2. 📂 Configuring your data source

2.1 Basics

You can upload datasets from two primary sources:

From cloud storage: Amazon S3, Azure or Google Cloud Storage
From your local computer

You can replicate this full document by downloading this dataset from here:

https://drive.google.com/file/d/1Otn6XYrqw7RdriUWQC-0aKnXHxFuoVK1/view?usp=sharing

Let's use the following code to download the dataset. 💻

!pip install gdown -q

import os
import gdown
import zipfile

def download_and_unzip_google_drive_file(drive_url, output_dir='/content'):
    # Define the path where the zip file will be temporarily stored
    zip_file_path = os.path.join(output_dir, 'file.zip')

    # Download the file from the Google Drive link
    gdown.download(drive_url, zip_file_path, quiet=False)
    
    # Unzip the downloaded file
    with zipfile.ZipFile(zip_file_path, 'r') as zip_ref:
        zip_ref.extractall(output_dir)
    
    # Remove the ZIP file after extraction
    os.remove(zip_file_path)
    
    print(f'Files extracted to {output_dir}')

download_and_unzip_google_drive_file("1Otn6XYrqw7RdriUWQC-0aKnXHxFuoVK1", output_dir="/content")

2.2 Amazon S3

For brevity we'll briefly mention how to set up Amazon S3 to upload a dataset.

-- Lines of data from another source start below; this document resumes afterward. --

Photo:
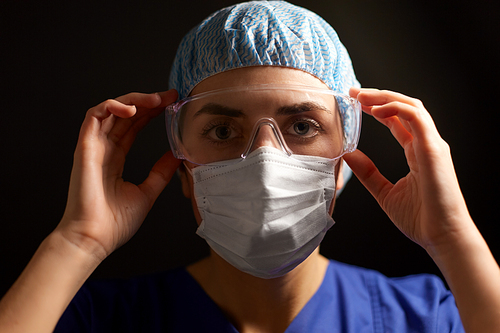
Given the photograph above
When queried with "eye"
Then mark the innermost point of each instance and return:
(219, 131)
(304, 128)
(222, 132)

You can find detailed instructions to set up Amazon S3, Azure and Google Cloud Storage.

2.2.1 Setting up and configuring your S3 bucket

To connect your data to Tenyks, you'll set up an S3 bucket following this guide. 📁

At a high level, you'll be creating a bucket and a user. 👤

The bucket will contain a few folders from which Tenyks (via your user credentials) will have access to the dataset:

{your_tenyks_data_bucket}/{your_dataset_name}/{images_directory_name}/image_n.png
{your_tenyks_data_bucket}/{your_dataset_name}/predictions_model_A.json
{your_tenyks_data_bucket}/{your_dataset_name}/predictions_model_B.json
{your_tenyks_data_bucket}/{your_dataset_name}/predictions_model_C.json
{your_tenyks_data_bucket}/{your_dataset_name}/annotations.json

The user is expected to have a aws_access_key_id and a aws_secret_access_key, which will be used to retrieve the video.